Head of eel larva from midwater trawl.

Technically, working at these great depths is possible—the British Antarctic Survey, or BAS, has used a remotely operated video camera system known as ISIS to capture images and specimens down to amazing depths of 6,500 metres (21,000 feet). But this is a beast of a machine, requiring five container-loads of support and lots of time and expertise to deploy. The system is also very expensive to use. In many ways, the ‘inner space' of our planet is more difficult to explore than the outer space surrounding it. So for now, I will be content with getting as much information as possible from the photos and samples we gathered in depths from 100 to 300 metres.

Patrick at the braai, featuring Tristan crayfish.

Most of all, I have been impressed by the efficiency of this research cruise, especially the dedication of the scientist teams and the crew in making maximum use of expensive ship time. Not a minute is wasted, with scientific work carried on in shifts through the night when required. That has enabled a unique survey of all the remote Tristan islands through the collaboration among BAS, The Pew Charitable Trusts, and the Darwin Initiative.

Crew and scientists relaxing at the braai.

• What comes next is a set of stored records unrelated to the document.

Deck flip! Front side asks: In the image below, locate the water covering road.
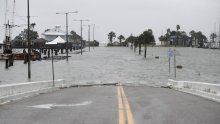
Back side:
[0,47,220,85]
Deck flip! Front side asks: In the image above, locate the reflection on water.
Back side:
[0,47,220,85]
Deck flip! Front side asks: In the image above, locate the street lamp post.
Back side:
[85,25,91,52]
[27,0,31,79]
[74,19,89,55]
[92,24,95,49]
[56,11,78,62]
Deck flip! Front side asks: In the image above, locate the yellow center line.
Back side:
[118,86,134,124]
[118,87,124,124]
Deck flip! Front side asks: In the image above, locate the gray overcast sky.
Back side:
[0,0,220,41]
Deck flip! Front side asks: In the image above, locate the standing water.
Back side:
[0,47,220,85]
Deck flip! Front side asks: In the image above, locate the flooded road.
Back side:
[0,47,220,85]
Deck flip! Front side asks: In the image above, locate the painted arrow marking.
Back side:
[28,101,92,109]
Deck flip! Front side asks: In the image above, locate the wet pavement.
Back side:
[0,86,220,124]
[0,47,220,86]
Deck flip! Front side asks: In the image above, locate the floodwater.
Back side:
[0,47,220,86]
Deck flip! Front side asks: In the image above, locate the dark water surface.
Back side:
[0,47,220,85]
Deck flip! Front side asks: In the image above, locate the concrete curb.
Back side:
[0,79,67,105]
[167,79,220,103]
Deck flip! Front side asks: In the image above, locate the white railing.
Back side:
[0,79,67,104]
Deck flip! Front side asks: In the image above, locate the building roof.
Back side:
[42,26,66,36]
[46,36,66,45]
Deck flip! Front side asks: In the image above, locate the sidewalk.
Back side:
[0,86,220,124]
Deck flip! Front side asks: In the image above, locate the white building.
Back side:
[42,26,66,42]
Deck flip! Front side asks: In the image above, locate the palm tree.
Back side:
[118,35,125,45]
[189,30,196,46]
[141,29,155,58]
[196,31,207,47]
[175,25,180,47]
[165,28,171,45]
[137,34,143,55]
[108,31,116,44]
[125,35,137,49]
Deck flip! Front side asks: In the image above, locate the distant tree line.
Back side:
[159,25,217,47]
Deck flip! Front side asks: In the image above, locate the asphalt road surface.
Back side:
[0,86,220,124]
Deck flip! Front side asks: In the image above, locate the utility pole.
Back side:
[92,24,95,49]
[88,25,91,52]
[74,19,89,55]
[27,0,31,79]
[56,11,78,62]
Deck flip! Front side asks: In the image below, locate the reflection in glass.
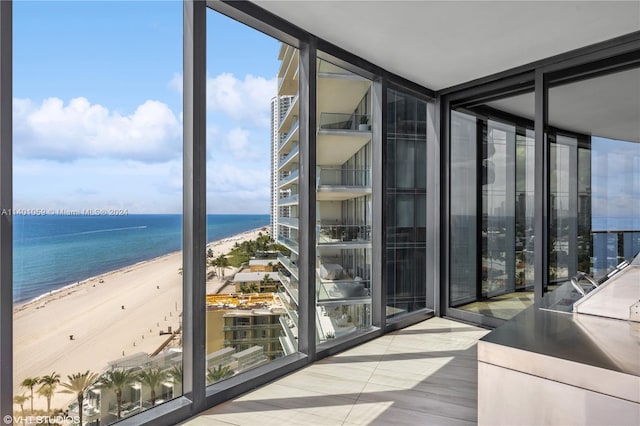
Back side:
[385,89,427,317]
[450,106,534,319]
[449,111,478,306]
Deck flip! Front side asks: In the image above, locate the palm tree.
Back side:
[215,254,229,279]
[60,370,98,426]
[207,365,233,383]
[20,377,40,414]
[13,394,29,416]
[98,370,136,419]
[38,371,60,414]
[138,368,167,405]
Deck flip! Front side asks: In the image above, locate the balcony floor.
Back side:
[185,318,489,426]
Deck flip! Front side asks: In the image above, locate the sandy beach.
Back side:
[13,228,265,409]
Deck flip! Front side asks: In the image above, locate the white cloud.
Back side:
[169,73,277,128]
[226,128,269,160]
[14,97,182,162]
[207,163,271,213]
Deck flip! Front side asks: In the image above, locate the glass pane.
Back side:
[13,1,182,425]
[315,56,373,343]
[450,94,535,320]
[449,111,478,306]
[206,9,299,384]
[385,89,427,317]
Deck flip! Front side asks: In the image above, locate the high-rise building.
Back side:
[270,96,292,240]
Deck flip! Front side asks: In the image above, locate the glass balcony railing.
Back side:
[278,95,298,127]
[318,225,371,244]
[278,236,298,253]
[278,271,298,303]
[278,194,300,206]
[278,145,300,168]
[592,229,640,279]
[318,167,371,187]
[319,112,371,132]
[278,170,299,186]
[278,216,298,228]
[318,280,371,303]
[278,120,300,149]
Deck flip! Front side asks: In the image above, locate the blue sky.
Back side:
[13,1,279,213]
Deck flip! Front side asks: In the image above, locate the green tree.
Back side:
[13,394,29,416]
[37,371,60,415]
[20,377,40,414]
[138,368,167,405]
[207,365,233,383]
[60,370,98,426]
[98,370,136,419]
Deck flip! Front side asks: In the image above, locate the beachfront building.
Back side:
[0,0,640,425]
[207,296,285,362]
[274,44,372,347]
[249,253,279,273]
[270,96,293,239]
[233,272,278,293]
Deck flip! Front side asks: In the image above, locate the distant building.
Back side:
[271,96,293,239]
[233,272,278,293]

As we approached Ascension Island and the end of a successful voyage, it was time for a celebratory braai—a traditional South African barbecue—on deck. Our galley crew produced a feast, with Tristan crayfish, big crustaceans abundant in the waters of those islands, as the star attraction. A well-managed, Marine Stewardship Council-certified fishery for these crayfish make them a mainstay of the Tristan economy. Washed down with a cold beer, they are truly delicious—a fitting end to an amazing trip.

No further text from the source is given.